Pages:
376
Publisher:
Bloomsbury USA
Release
Date: 31st
March 2015
Edition:
US hardback,
purchased
Other
Titles by this Author: Open
Road Summer
It’s
been a year since it happened – when Paige Hancock’s first boyfriend died in an
accident. After shutting out the world for two years, Paige is finally ready
for a second chance at high school…
First:
Get her old crush, Ryan Chase, to date her – the perfect way to convince
everyone she’s back to normal.
Next:
Join a club – simple, it’s high school after all.
But
when Ryan’s sweet, nerdy cousin, Max, moves to town and recruits Paige for the
Quiz Bowl team (of all things!) her perfect plan is thrown for a serious loop. Will
Paige be able to face her fears and finally open herself up to the life she was
meant to live?
Open
Road Summer bowled
me over when I read it a few weeks ago so I practically ran to Barnes and Noble
to grab The Start of Me and You on
release day. It was perfect.
Paige’s grief over Aaron is all
jumbled up. It’s been a year and she still freezes with guilt and shame every time
she feels a shred of happiness. A few month relationship has resulted in a
broken heart in the most unexpected way possible and she’s still struggling to
move on from the grief of it. I love how complexly her emotions are portrayed,
how realistically. Everything about her grief rang true, especially the
resulting grief of moving on, and it made Paige’s discoveries even more
poignant.
Friendship is the blood that runs
through this novel just like in Open Road
Summer. Following Aaron’s death it was Tessa, Morgan and Kayleigh that held
her together. They gave her space, a shoulder to cry on, provided a distraction
or whatever it is that she needed, regardless of what it is. They’re exactly
the type of friends everyone needs through the bad times, but also through the
good. All four girls are very different in personalities, appearance and
situation and that brings so many different dimensions to their friendship; it
just works. The significance of the friendship to all four girls is so
important to each of them as well as to the novel and I was so glad.

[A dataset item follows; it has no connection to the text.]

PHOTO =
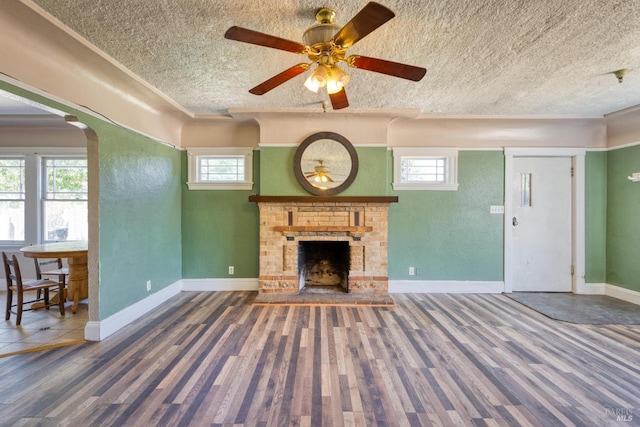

But the friendship doesn’t get in
the way of Paige and Max. Cute, nerdy, adorable Max became Paige’s life raft;
someone to hold her secrets and listen to her fall apart and put her back
together again. I loved the banter, the teasing and the bond between them that
built without Paige even realising. I love it when a romance develops from a
friendship; it has another level of depth and intimacy that a straight-to-love
one does sometimes.
Paige’s story is the type that
she herself would write. She’s a budding screenwriter who has spent years
analysing and decoding her favourite episodes of TV shows and working out what
makes the bad ones bad. I really enjoyed seeing her process and how thoroughly
she loved it. Her determination to get on the NYU summer course and take a step
towards doing something for herself and her career. The fact that Paige managed
to put so much effort into it while dealing with her incredibly strange
parental situation, her grammy’s Alzheimer’s and trying to complete her
get-back-on-track list made her all the more amazing.
With only two books Emery Lord
has become a favourite author. Her novels are full of warmth, friendship,
heart-ache and a love story that gives me goosebumps. Utter perfection.